“One of the scariest situations that we found ourselves in during all of the racial incidents was at Mississippi Valley State College in February, 1970. The all-black college had been founded in 1950 and Dr. J.H.White, a black, had been president since its beginning. The school had done well under his leadership and he got along very well with the county’s white population. He was a quiet, dignified man from Tennessee, and my relations with him when I had to get news from him had always been good. When he later wrote a book about his life and the college, he asked me to write something to be included in it. I declined because I was too busy at the time and not too sure what to write.
“The college’s troubles began when the students, under the leadership of Tyrone Geddis, Student Government Association president who later went on to Ole Miss to law school, made certain demands of President White, threatening a boycott if he did not meet them. They staged a 99 percent effective boycott of classes for one week. That boycott resulted in student arrests, threats of dismissal and suspension. Black activist Fannie Lou Hamer spoke to the students and promised to bring thousands of people to MVSC in support of the students. ‘You are dealing with beautiful young black men and women,’ she told President White. She described the education at the college as ‘pretty lousy.’ She urged the students to stand behind their leaders, saying ‘You will have to demand because no one is going to give you anything.’

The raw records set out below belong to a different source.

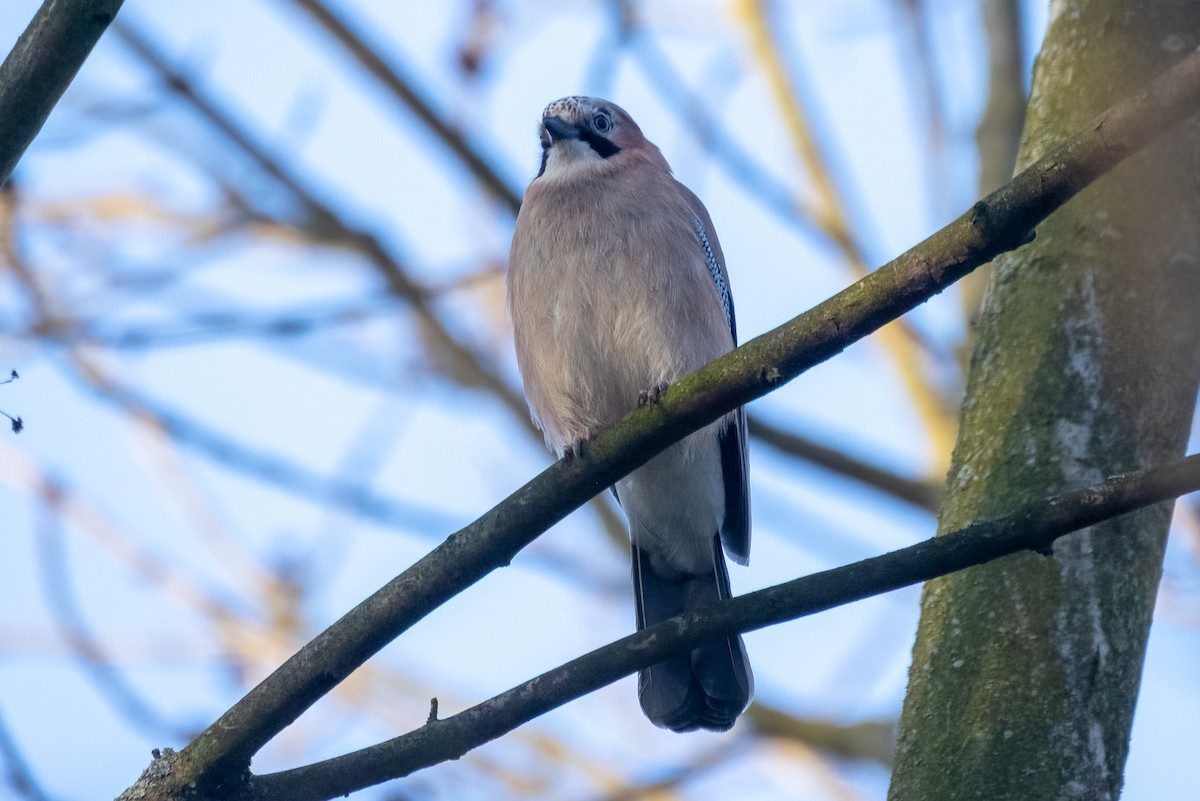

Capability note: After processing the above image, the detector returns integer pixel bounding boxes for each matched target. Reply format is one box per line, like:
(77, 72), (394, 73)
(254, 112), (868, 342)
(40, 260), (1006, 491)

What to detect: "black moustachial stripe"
(580, 128), (620, 158)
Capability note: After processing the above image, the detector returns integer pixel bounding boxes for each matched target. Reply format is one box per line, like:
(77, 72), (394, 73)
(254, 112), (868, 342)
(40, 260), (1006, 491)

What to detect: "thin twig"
(241, 454), (1200, 801)
(285, 0), (521, 215)
(749, 415), (942, 513)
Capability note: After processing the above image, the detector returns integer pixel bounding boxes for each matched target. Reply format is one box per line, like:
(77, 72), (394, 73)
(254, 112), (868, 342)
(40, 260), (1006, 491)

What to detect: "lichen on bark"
(889, 0), (1200, 801)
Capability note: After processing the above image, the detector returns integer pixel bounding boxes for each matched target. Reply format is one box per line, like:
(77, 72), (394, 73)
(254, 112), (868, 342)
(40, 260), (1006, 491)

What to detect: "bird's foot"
(563, 439), (588, 462)
(637, 381), (670, 406)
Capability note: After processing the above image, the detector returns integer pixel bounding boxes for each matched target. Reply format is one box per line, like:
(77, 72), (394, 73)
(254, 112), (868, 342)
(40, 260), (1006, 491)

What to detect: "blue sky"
(0, 0), (1200, 801)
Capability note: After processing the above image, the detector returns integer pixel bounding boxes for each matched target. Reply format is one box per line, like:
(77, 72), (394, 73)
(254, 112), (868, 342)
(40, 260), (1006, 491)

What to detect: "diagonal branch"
(238, 454), (1200, 801)
(119, 45), (1200, 799)
(0, 0), (125, 186)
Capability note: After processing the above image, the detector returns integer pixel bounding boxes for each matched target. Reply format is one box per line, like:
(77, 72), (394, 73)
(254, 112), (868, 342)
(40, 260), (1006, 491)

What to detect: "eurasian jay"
(508, 97), (754, 731)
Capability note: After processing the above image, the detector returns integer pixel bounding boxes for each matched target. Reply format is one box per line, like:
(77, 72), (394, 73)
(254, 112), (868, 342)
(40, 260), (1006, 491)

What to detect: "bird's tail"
(631, 535), (754, 731)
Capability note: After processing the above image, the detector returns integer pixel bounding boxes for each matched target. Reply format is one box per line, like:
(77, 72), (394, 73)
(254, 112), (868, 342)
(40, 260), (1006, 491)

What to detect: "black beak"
(541, 116), (580, 141)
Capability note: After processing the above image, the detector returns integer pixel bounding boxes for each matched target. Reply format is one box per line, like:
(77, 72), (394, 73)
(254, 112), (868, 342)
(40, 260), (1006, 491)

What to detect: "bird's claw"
(637, 381), (668, 406)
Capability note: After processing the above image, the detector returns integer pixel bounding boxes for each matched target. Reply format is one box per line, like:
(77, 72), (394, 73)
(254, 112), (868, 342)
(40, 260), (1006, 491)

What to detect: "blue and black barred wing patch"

“Geddis warned that if Dr. White did not submit to his demands by a certain time, ‘I’ll march on your like Sherman marched on Richmond.’ Later when Geddis announced to the students that the demands were not met, he told them, ‘We intend to do something about it. Until we get some kind of compliance there ain’t gonna be no class.’
“The situation continued to become very tense. Dr. White called me one Saturday night and asked that I be over there on Monday morning because the students had threatened trouble. MVSC was a state school so there were highway patrol cars all around, and the State College Board was in almost constant contact with Dr. White. Russell and I felt that we would be safe in going to Dr. White’s office since there was so much law enforcement around but we arrived before the Administration Building opened. There were signs all over the doors denouncing Dr. White. After we got in his office he locked the door since crowds of angry students were outside hitting on the windows and shouting insults. I really wasn’t sure how we were going to safely get out and back to the car. As we did leave some of them began hollering ‘honky’ at us, and I was glad to get in the car and head back home.
“The trouble continued to escalate, and I asked the Commercial Appeal to send a man in to help me cover the story. They sent Ken Tolliver from the Greenville bureau over the afternoon that more than 900 students were arrested and piled in buses and brought to Greenwood. Judge Clark ordered the county to release them, and law enforcement folks worked all night handling the papers releasing them. After things finally settled down over there the student population dropped pretty drastically as many dropped out of school.
“Dr. White remained as president until he retired some time later, but the whole affair really took its toll on him. He was a nice man.”